By World Bank estimates, more than a third of the world's population lives on less than $2 a day, and for-profit banks have established that they don't see enough of an economic incentive to reach this segment of the world's population. Microfinance institutions can not only make it easier for the very poor to secure small loans, they also have proven, in some circumstances, to be able to help create jobs and income, improve agricultural productivity, empower women, and give the poor access to better nutrition and improved housing. (Wahid)
However it has been established that microfinance providers face a great many decisions about what strategies will reach the most people, help the most people, and help the poorest people. Microfinance institutions must also decide whether to concentrate on lending or provide other services. Furthermore, microfinance institutions may not always be particularly helpful, particularly regarding rural communities, as well as in areas lacking in basic infrastructures, ravaged by AIDS, or suffering from hyperinflation.

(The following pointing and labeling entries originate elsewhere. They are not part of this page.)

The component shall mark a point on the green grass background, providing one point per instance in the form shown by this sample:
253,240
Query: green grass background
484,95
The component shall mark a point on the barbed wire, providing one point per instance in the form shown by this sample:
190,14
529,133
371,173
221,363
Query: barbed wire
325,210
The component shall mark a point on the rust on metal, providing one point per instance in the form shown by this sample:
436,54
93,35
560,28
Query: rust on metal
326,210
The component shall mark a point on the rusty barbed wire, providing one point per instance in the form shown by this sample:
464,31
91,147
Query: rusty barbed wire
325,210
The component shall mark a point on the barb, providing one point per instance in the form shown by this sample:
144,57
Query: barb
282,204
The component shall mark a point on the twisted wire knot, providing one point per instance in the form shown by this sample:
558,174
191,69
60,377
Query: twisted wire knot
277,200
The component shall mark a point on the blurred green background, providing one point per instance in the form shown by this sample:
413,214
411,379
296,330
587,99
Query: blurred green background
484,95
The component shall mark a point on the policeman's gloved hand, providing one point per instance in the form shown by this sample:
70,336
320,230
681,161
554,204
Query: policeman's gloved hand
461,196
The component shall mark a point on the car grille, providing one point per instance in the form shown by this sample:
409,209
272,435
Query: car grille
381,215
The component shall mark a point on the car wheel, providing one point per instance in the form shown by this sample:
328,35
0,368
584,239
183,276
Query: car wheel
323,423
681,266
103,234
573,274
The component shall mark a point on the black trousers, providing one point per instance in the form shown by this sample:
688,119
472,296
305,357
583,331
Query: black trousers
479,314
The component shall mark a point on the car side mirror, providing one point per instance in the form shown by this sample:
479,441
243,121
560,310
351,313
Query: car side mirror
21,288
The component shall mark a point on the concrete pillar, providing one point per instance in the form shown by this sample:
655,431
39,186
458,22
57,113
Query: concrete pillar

At a minimum, the widespread adoption of the microfinance model appears a very positive step. Traditional aid might be able to set up schools and hospitals in poor communities, and opening up trade barriers might come with a promise of benefits of improved infrastructure and services to poor communities. But microfinance allows a poor person the opportunity to affect the welfare of his or her own family directly. Roads and schools and drinking water are critical, but not as helpful to a poor person who can't afford to borrow money from a traditional moneylender to purchase husked rice for the harvest.
Nevertheless, it is also probably true that the best anti-poverty strategy is to use microcredit along with other social investments, not just to reduce poverty, but to expand a country's basic social resources. Employment programs and education programs can make the poor more employable. Improvements in public infrastructure, and the introduction of schools and hospitals can benefit communities. And all programs require a legal and regulatory framework, which is controlled on the policy level. Microfinance by itself would be more effective in conjunction with policies that bring other services to poor communities as well. Microfinance can only go so far in a country suffering from hyperinflation. Microfinance programs are not the best way to bring safe drinking water to a community. Microfinance is limited in countries lacking in proper health care infrastructure and funding.
The popularity of microfinance in any form has the potential to distract from other vital antipoverty measures. It would be easy for donors and governments to create and fund credit programs and ignore other, potentially more serious problems faced by the rural poor. Microfinance by itself does not solve the need for medical services, infrastructure, education, and land reform. The 1998 UN report The Role of Microcredit in the Eradication of Poverty recommends microfinancing as one part of a larger effort for promoting small business enterprise. The other components include improving access to land, appropriate technology, and markets, as well as promoting self-help groups and counseling to help poor people successfully manage small businesses.
But microfinance certainly has the potential to fill a vacuum that has existed
for far too long. And for all its hype, microfinance still has
a lot of room to grow. Within Asia, more poor people benefit from
microfinance institutions in Bangladesh, Thailand and Vietnam
than in China or India. (Weiss
and Montgomery, 393) One hopes that microcredit will spread
to untapped areas. And one hopes its spread will be accompanied
by an appropriately diversified antipoverty plan.